A German auction house announced this week it is to sell a range of antique technology curios, some of which date back as far as the 1600s.

Check out our gallery of a selection of items up for sale.

Last November, Cologne-based Auction Team Breker made international news when it sold an original 1976 Apple 1 computer for $640,000. On 25 May Breker will host another auction where another of the six surviving Apple 1s will be available for purchase as well as a host of other industry firsts and technology precursors.

One of the lot numbers is widely hailed as the first truly 'personal' computer on the market. The 1973 Nat Wadsworth Scelbi-8H (estimated to be worth $20,000 to $25,000), was built around the first Intel 8-Bit microprocessor and fell within the budget of the average user. However it failed to charm the market and only 200 units were produced. Only three have survived.

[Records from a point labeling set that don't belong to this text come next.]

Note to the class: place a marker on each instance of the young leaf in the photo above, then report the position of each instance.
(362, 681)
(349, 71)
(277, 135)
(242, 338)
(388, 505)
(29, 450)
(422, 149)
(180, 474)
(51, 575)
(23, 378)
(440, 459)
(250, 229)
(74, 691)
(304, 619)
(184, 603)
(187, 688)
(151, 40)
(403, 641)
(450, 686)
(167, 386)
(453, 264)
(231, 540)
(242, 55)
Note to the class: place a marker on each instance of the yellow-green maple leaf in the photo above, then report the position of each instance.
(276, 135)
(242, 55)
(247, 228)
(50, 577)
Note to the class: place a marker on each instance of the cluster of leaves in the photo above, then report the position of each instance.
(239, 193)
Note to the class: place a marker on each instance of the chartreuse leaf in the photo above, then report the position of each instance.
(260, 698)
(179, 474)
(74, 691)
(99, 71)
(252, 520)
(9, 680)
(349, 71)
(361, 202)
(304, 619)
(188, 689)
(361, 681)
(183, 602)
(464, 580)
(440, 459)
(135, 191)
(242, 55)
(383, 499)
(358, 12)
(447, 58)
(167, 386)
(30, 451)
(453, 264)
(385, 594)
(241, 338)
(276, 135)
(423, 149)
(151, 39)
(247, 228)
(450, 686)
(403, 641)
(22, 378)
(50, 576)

Also on Breker's roster is the 1974 MITS Altair 8800, now considered by many to be the first commercially successful PC (estimated to be worth $4,000 to 7,000). Ed Roberts' Altair graced the front cover of Popular Electronics magazine in January 1975 and likely inspired Apple founders Steve Wozniak and Steve Jobs in how to market the Apple 1. Bill Gates and Paul Allen built in an improved operating system called Altair BASIC, laying the foundation stone for tech history, both in terms of OS and application development.

Three hundred years before the Apple founders' birth, French philosopher, physicist and mathematician, Blaise Pascal, designed the world's first mechanical calculator with digital carry-over. In 1642 at the tender age of 19, Pascal started work. Operators of his device used a stylus to turn digit-wheels with engraved silvered scales (the 'keys') connected, via gears, to a paper 'display'. A sliding rule changed the function from addition to subtraction. Multiplication and division relied on the '9s complements' principal still used in computers today. The machine is estimated by Breker to be worth $30,000 to $50,000.

The auction also includes early examples of audio players, magnetic disk readers, encryption devices and telephones.

Check out our gallery of a selection of items up for sale.

"This sale is unique in presenting masterpieces from the spectrum of antique technology, from the 17th century to the 21st," said Uwe Breker, founder of Auction Team Breker.